You’ll also need to clean your pup’s eyes regularly. You can use a damp paper towel or washcloth to remove discharge and crusts from your dog’s eyes. Doing this becomes much easier if you regularly trim the hair around your dog’s eyes.
And, lastly, it’s very important to keep irritants like medicines, shampoos, and soaps away from your dog’s eyes. Make sure to contact your vet if your pooch gets anything harmful in their eyes.
Dogs Eye Boogers: FAQ
Have any more questions or concerns about dogs’ eye boogers? Feel free to check out our Frequently Asked Questions for more details. If in doubt about your dog’s health, always ask your vet for advice.
It’s extremely common for dogs to get eye crusts, discharge, and stains. The eyes constantly produce tears, which are made up of oily, watery, and mucal components. Some dogs will produce more discharge than others, depending on the makeup of their tears, how much dust they come in contact with, and their breed. As such, you might have one dog who produces little discharge, and another who needs wiping multiple times per day.
To get rid of dog eye discharge, wipe the area a few times a day with a damp cloth. You can also try using an eye cleaning solution to wipe away the discharge. Do not apply any cleaning chemicals to your dog’s face to get rid of stains or hard crusts. For a thorough clean and suitable trim for your dog’s eyes, consider talking to your local dog groomer for an appointment and advice.

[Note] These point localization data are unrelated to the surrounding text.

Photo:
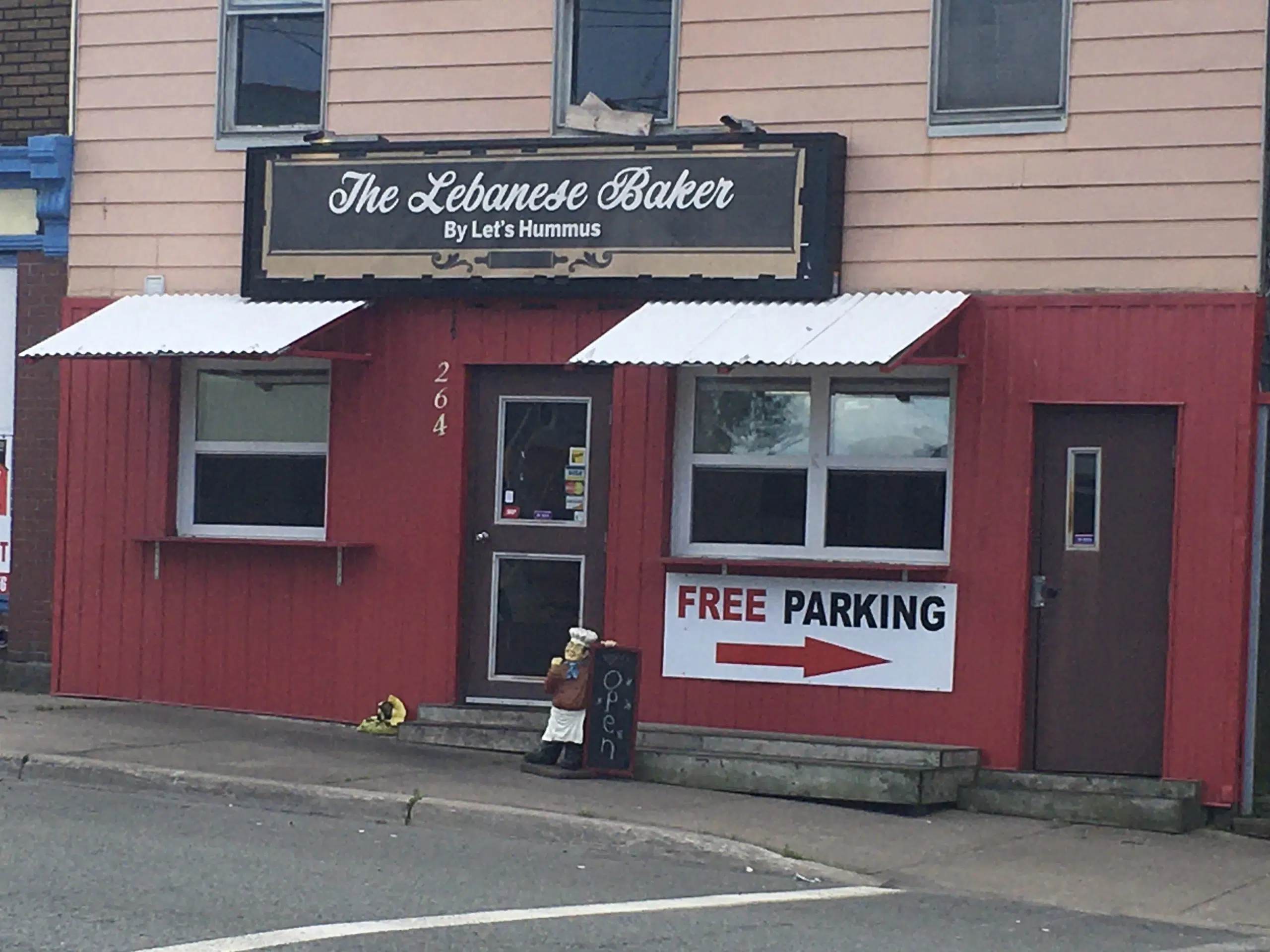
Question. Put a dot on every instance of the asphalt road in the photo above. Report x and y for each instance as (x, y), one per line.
(105, 871)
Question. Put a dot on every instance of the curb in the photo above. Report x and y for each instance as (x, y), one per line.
(402, 809)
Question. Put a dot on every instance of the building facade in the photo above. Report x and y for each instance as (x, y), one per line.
(1025, 490)
(35, 208)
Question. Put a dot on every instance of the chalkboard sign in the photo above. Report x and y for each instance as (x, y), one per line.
(614, 717)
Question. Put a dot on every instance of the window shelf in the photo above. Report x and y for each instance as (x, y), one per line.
(815, 568)
(252, 541)
(160, 541)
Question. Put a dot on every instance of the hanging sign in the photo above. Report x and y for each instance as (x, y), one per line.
(811, 631)
(684, 217)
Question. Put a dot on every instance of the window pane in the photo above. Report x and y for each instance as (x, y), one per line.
(1085, 499)
(266, 407)
(886, 509)
(1000, 54)
(539, 601)
(261, 490)
(622, 53)
(545, 461)
(889, 424)
(758, 507)
(278, 70)
(769, 418)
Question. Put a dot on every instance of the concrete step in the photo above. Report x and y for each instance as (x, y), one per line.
(743, 762)
(802, 747)
(505, 729)
(804, 778)
(1132, 803)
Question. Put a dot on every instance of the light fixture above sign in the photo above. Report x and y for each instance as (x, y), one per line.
(706, 217)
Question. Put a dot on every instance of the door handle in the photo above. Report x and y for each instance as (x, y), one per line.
(1038, 592)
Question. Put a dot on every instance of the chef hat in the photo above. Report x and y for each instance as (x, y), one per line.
(583, 636)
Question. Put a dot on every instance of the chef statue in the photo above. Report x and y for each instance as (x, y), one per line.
(568, 682)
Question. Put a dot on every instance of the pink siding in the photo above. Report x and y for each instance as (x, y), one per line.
(1155, 185)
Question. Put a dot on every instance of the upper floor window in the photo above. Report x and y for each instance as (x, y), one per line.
(1000, 64)
(273, 65)
(620, 50)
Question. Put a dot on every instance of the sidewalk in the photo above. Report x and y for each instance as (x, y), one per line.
(1207, 878)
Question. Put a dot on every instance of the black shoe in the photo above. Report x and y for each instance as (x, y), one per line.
(547, 753)
(572, 760)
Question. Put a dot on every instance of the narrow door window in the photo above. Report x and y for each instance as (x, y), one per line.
(1083, 497)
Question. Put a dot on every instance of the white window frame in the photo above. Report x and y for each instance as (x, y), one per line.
(1072, 545)
(229, 135)
(562, 87)
(818, 464)
(1003, 120)
(190, 447)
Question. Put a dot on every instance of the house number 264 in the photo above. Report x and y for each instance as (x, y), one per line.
(440, 400)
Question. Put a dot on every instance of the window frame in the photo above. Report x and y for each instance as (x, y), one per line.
(817, 462)
(1071, 545)
(1004, 120)
(229, 135)
(190, 447)
(562, 84)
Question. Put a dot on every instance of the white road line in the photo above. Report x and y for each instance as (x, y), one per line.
(280, 939)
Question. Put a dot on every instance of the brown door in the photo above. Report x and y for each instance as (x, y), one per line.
(538, 513)
(1101, 562)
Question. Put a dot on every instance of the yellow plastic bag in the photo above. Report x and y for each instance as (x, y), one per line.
(388, 715)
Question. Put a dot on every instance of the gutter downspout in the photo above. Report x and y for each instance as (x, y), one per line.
(73, 70)
(1259, 485)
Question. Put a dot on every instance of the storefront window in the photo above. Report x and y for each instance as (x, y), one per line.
(829, 466)
(253, 453)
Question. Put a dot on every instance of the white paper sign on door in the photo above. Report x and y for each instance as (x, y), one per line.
(811, 631)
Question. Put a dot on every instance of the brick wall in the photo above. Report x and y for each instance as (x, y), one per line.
(35, 67)
(41, 287)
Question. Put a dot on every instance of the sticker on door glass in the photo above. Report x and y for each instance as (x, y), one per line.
(543, 465)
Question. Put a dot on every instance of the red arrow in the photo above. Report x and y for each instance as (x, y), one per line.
(815, 657)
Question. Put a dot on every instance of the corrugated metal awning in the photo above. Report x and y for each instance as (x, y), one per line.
(853, 329)
(192, 325)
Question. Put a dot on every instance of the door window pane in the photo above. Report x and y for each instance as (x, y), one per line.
(622, 53)
(1000, 55)
(1083, 473)
(769, 418)
(536, 603)
(263, 407)
(547, 464)
(889, 426)
(754, 507)
(261, 490)
(872, 509)
(280, 70)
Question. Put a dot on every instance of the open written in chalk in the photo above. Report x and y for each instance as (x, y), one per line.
(614, 717)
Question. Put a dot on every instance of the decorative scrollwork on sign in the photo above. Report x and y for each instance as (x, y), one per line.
(592, 260)
(447, 263)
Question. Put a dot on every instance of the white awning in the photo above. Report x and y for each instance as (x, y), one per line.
(192, 325)
(853, 329)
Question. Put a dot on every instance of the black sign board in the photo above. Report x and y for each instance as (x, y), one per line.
(693, 217)
(614, 716)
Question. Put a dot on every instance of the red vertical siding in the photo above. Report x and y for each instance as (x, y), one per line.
(263, 629)
(266, 629)
(1198, 352)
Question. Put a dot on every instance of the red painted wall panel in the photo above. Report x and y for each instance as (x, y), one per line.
(262, 629)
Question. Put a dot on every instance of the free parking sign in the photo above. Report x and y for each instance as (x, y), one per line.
(811, 631)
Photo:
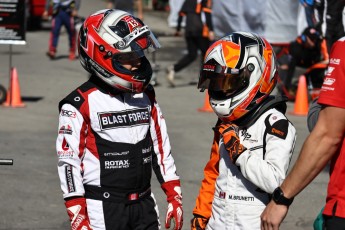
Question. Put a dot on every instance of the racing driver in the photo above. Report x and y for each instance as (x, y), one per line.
(253, 140)
(112, 132)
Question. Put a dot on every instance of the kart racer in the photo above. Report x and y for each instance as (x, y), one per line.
(112, 132)
(253, 140)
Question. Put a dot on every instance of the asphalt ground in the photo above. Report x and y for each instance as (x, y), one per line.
(30, 196)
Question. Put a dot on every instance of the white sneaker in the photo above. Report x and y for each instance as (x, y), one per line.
(170, 75)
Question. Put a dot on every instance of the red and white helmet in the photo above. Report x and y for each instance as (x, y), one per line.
(239, 72)
(110, 37)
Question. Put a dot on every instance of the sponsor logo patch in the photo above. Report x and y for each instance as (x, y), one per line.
(116, 164)
(65, 152)
(65, 129)
(329, 81)
(334, 61)
(243, 198)
(110, 120)
(68, 113)
(69, 178)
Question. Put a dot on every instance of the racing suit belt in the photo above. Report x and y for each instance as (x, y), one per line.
(113, 195)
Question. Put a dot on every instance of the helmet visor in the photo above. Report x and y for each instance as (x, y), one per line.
(229, 81)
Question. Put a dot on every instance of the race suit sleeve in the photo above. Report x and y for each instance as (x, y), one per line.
(268, 170)
(203, 204)
(70, 150)
(163, 163)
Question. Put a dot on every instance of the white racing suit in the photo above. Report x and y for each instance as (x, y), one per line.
(107, 146)
(233, 196)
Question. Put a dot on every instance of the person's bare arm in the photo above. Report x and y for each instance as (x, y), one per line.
(320, 146)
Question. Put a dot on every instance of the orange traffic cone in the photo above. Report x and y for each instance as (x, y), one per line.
(13, 98)
(301, 101)
(207, 106)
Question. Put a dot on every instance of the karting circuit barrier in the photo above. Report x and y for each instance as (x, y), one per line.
(301, 102)
(207, 106)
(13, 98)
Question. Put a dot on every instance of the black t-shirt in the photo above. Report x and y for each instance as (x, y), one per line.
(305, 57)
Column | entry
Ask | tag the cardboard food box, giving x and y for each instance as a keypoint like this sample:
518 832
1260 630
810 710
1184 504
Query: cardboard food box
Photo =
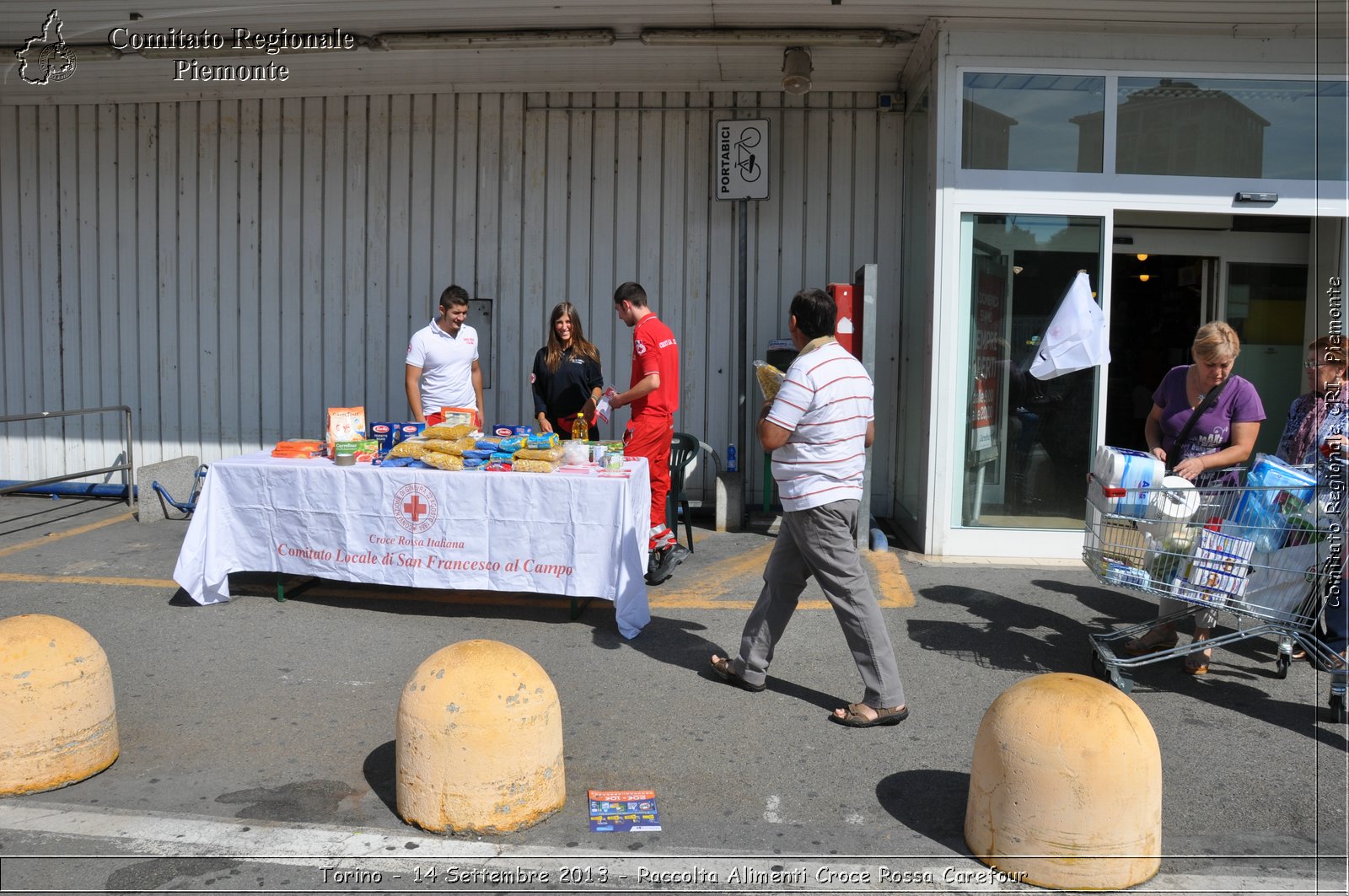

Because so many things can cause dog conjunctivitis, it’s important to talk to your vet about it. Viral infections, immune disorders, tumors of the eyelids, tear film deficiencies, and trauma to the eye can cause conjunctivitis in dogs.
Your vet can help to find out which problem is causing your dog’s eye irritation. To do this, a vet will carry out a full eye exam. This might involve a corneal stain test. Additional tests that might be done include bacterial cultures, allergy testing, and nasolacrimal duct flushing.
The signs of eye infection in dogs include weeping eyes, yellow or green discharge, blinking more than usual, swelling, redness, and squinting. If your dog shows any of these signs, be sure to talk to your vet for advice.
Most human eye drops are not safe for dogs. So, do not give your dog any human eye drops, including natural tears, without talking to your vet first. The ingredients that are suitable for humans may not be suitable for dogs, and vice versa.
Dogs’ eye boogers are common and normal. However, not all causes are benign. So, if you think something is amiss with your furry friend, always get your pup to your vet for a thorough eye exam.